To help you release attachment, you might consider thinking of your goals not as objectives you must achieve, but rather milestones along your path. Unlike most activities, where you set deadlines and project tasks, your meditation goals should give room for your practice to evolve naturally.

This means that you set intentions for your practice, but not hard and fast rules.

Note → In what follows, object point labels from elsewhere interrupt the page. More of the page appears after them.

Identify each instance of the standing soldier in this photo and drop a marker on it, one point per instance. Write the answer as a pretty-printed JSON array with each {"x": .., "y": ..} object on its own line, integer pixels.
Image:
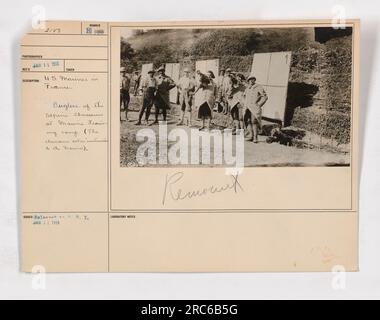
[
  {"x": 162, "y": 101},
  {"x": 149, "y": 87},
  {"x": 236, "y": 102},
  {"x": 136, "y": 82},
  {"x": 205, "y": 100},
  {"x": 186, "y": 87},
  {"x": 254, "y": 100},
  {"x": 219, "y": 96},
  {"x": 226, "y": 90},
  {"x": 125, "y": 83}
]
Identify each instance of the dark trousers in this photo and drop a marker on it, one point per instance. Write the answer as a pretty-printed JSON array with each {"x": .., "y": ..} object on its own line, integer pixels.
[
  {"x": 159, "y": 104},
  {"x": 147, "y": 105},
  {"x": 124, "y": 98}
]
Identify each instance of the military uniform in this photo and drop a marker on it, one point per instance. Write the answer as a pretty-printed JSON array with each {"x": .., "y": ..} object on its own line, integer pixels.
[
  {"x": 254, "y": 99},
  {"x": 206, "y": 99},
  {"x": 149, "y": 87},
  {"x": 162, "y": 101},
  {"x": 186, "y": 87},
  {"x": 125, "y": 83}
]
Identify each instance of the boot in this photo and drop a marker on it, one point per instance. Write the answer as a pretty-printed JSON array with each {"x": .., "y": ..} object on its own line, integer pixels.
[
  {"x": 250, "y": 133},
  {"x": 180, "y": 122},
  {"x": 236, "y": 126},
  {"x": 188, "y": 118},
  {"x": 255, "y": 132}
]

As you set an intention, you give yourself the flexibility to experience the desired result, without the pressure of needing to “get it done.”

If you need help establishing what these goals are, consider working with a coach, or take our introductory course.

For starters, some early milestones on your path can be:

  • Feeling a natural state of bliss for the first time,
  • Learning to become more fully aware of your thoughts, both on and off the mat,
  • Gaining control over your emotional responses,
  • Seeing love in others through compassion,
  • Feeling your natural peace more consistently.

Any of these can be good goals or guidelines, but again, the key point here is for you to develop your goals for yourself, in accordance with your motivation behind why you want to meditate. 

What Results Should You Expect From A Daily Meditation Practice?

As we talk about in our introductory course, one of the most immediate results from your meditation practice is that you’ll begin to feel incredible, most of the time.

When done correctly, meditation helps you to release built up negativity that you hold. By releasing this excess energy, you can begin to feel your natural state of joy that is always with you. You can begin to glimpse this state almost immediately after beginning a meditation practice, though for some people it can take several weeks in order to feel they’ve experienced this inner state of bliss.

Once you’ve felt this energy, the next result is for you to experience it more consistently, and to learn how to tap into this joy at any time throughout your day. To do this, cultivate the habit of stepping back to breathe as you move through the course of your day, or work with any other short breath exercise that allows you to regain your sense of awareness and peace.

These initial results will start to emerge within a few days or a few weeks of beginning a daily practice. You’ll start to notice that your focus improves, you begin to worry less, and you’ll feel calmer over the course of normal life.

Over the long term, these positive impacts can turn into other, more profound health benefits, such as a reduced risk for neurological, coronary, and intestinal diseases, among others. More importantly, you’ll develop a profound sense of awareness and bliss that will give your life more vitality, higher purpose, and more joy.